A lembrança o fez estagnar no mesmo lugar, confuso. A sensação era exatamente a mesma daquela época, mas não poderia ser o mesmo caso, poderia?
— Já estamos aqui há horas e até agora nada — Yusuke se aproximou, impaciente. Já havia anoitecido no Makai — No fim das contas, eles devem ter seguido mesmo pra Gandara. Melhor voltarmos e…
— Pode voltar sozinho, se quiser.
— Deixa de ser cabeça dura, Hiei. Já procuramos em todos os lugares. Não tem nada aqui, pra onde eles teriam ido se tivessem vindo pra cá? Está nevando sem parar! Kuwabara e Kiara são humanos e seria impossível aguentarem esse clima por tanto tempo. Sei como é, porque já experimentei a resistência de um humano e posso garantir que é infinitamente inferior a de um youkai. Além disso, todo esse terreno é um grande deserto. Não tem vida em lugar nenhum. Por que se nega a assumir que erramos?

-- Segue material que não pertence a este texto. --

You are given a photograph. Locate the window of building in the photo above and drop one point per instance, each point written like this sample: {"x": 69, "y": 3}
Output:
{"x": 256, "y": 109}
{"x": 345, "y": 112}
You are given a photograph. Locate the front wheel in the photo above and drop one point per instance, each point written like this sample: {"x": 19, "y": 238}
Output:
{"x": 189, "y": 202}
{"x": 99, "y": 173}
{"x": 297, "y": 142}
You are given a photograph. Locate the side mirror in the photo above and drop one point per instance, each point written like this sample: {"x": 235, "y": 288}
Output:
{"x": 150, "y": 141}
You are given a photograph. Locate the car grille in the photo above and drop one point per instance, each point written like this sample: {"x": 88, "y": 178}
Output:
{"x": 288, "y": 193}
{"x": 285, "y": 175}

Hiei não respondeu, simplesmente porque não tinha uma boa resposta pra dar. De fato, a visão remota não lhe permitiu encontrar nada além de uma aldeia abandonada no topo da montanha. De resto, Yusuke estava certo.
— Sabe-se lá o que aconteceu em Gandara. A essa hora, a batalha deve ter acabado. Não sabemos como as coisas terminaram e nem se os três apareceram por lá. Só estamos perdendo tempo aqui.
— Eu já falei que você pode ir. Não estou te obrigando a ficar.
Yusuke suspirou, cansado. Não tinha tempo para perder com discussões sem sentido.
— Ok. Eu não vou ficar aqui parado esperando eles caírem do céu. Vou até lá pra verificar se eles apareceram. Se não estiveram em Gandara, eu volto correndo pra cá. Mas antes de ir, quero perguntar uma coisa. Você tá sabendo algo que não sei?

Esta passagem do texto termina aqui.